Au lieu de répondre elle dit en souriant :

— Et c’est cette lourde fille du Danube, cette Domenica qui est marquise et princesse ! Moi je ne suis rien que belle !

En prononçant ce dernier mot, elle se retourna, rayonnant un charme si puissant que Strozzi devint pâle et resta comme ébloui.

— L’aimes-tu ? répéta-t-il en baissant la voix malgré lui.

Elle garda encore le silence. Sa prunelle éclatait, limpide et dure comme le diamant.

— Je suis fou ! murmura Strozzi, tu n’aimes que toi et tu fais bien. Parlons affaires : Je vais t’apprendre ton rôle de ce soir, si tu veux.
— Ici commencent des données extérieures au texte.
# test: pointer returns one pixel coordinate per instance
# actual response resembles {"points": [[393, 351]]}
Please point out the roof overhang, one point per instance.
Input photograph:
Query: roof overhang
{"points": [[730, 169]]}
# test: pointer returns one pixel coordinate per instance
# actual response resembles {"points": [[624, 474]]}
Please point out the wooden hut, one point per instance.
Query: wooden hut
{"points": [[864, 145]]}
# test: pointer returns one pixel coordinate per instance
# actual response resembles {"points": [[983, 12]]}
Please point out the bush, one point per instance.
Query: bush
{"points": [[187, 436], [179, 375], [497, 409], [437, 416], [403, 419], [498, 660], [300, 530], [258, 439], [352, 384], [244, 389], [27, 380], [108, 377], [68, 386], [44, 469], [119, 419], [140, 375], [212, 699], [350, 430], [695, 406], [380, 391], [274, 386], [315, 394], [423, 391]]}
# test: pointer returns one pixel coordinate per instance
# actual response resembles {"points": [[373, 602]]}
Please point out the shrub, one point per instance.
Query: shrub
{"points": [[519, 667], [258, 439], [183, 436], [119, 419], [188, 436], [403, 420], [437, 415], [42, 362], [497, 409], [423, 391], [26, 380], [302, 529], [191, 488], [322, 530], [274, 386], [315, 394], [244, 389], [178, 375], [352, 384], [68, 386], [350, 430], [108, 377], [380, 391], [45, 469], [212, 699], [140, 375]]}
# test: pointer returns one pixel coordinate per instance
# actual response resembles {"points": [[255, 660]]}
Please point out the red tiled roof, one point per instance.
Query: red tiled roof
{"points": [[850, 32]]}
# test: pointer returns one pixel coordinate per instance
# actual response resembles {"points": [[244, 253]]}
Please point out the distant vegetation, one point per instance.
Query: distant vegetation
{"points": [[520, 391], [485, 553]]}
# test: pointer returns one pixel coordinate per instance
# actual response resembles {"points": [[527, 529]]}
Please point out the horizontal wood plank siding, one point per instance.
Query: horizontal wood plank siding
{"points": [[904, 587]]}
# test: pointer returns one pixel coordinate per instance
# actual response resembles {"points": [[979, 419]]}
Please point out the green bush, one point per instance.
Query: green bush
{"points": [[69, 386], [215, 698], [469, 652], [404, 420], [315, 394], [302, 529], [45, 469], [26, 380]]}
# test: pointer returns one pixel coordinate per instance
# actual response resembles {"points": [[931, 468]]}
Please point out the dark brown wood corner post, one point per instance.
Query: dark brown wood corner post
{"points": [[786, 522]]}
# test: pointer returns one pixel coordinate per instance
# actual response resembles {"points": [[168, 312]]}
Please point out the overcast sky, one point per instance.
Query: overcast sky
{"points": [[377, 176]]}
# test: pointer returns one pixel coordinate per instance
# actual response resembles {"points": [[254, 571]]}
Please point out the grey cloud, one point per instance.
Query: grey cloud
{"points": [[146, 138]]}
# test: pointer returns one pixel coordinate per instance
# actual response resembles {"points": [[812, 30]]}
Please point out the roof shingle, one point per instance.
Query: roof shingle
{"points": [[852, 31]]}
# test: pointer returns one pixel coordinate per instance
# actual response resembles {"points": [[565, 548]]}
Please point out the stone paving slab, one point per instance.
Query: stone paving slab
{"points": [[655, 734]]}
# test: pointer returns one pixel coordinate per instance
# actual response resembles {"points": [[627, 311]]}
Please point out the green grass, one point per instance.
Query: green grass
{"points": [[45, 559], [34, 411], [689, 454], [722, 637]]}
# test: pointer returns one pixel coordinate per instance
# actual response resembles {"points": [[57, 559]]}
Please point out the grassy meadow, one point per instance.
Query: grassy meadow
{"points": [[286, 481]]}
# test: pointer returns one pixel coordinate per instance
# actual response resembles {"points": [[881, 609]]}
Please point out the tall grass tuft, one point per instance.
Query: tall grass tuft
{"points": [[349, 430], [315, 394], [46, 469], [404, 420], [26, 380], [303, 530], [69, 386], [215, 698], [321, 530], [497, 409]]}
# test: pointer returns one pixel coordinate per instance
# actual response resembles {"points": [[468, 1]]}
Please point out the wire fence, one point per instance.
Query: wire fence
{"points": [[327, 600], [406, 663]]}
— Je sais mon rôle, répliqua cette fois la belle fille. Je ne dormais pas, j’ai entendu. Je hais Domenica parce qu’elle m’a fait l’aumône.

Tout à coup, elle prêta l’oreille. Un pas montait l’escalier.

La riche toilette fut dépouillée avec la même rapidité féerique, et pendant que le docteur la serrait vivement, Maria passa la jupe courte et la simple basquine qui étaient son négligé ordinaire du matin.

Elle était de celles qui gagnent à tout changement et qu’on s’émerveille de trouver plus jolies, toujours, soit qu’on les couvre de parures, soit qu’on emprisonne sous l’humble cotonnade le miracle de leur beauté.

On frappa timidement. Maria s’assit sur le pied de son lit et ajouta tout bas :

— Je hais aussi Jean de Tréglave.

— Pourquoi ? demanda Strozzi.

— Parce que je l’aurais peut-être aimé.

Elle reprit en élevant la voix :

— Entrez, Laurent de Tréglave. Je dors.

Un jeune homme à la physionomie ouverte et loyale franchit aussitôt le seuil. Il serra la main du docteur et baisa celle de Maria avec un respect ému. Celle-ci dit :

— Nous nous occupions de vous. Le docteur me reproche d’avoir sans cesse la même pensée… ne m’interrompez pas : je suis lucide. Votre frère Jean est menacé d’un grand danger. Si vous faites tout ce que je vais vous ordonner, vous le sauverez. Avez-vous confiance en moi ?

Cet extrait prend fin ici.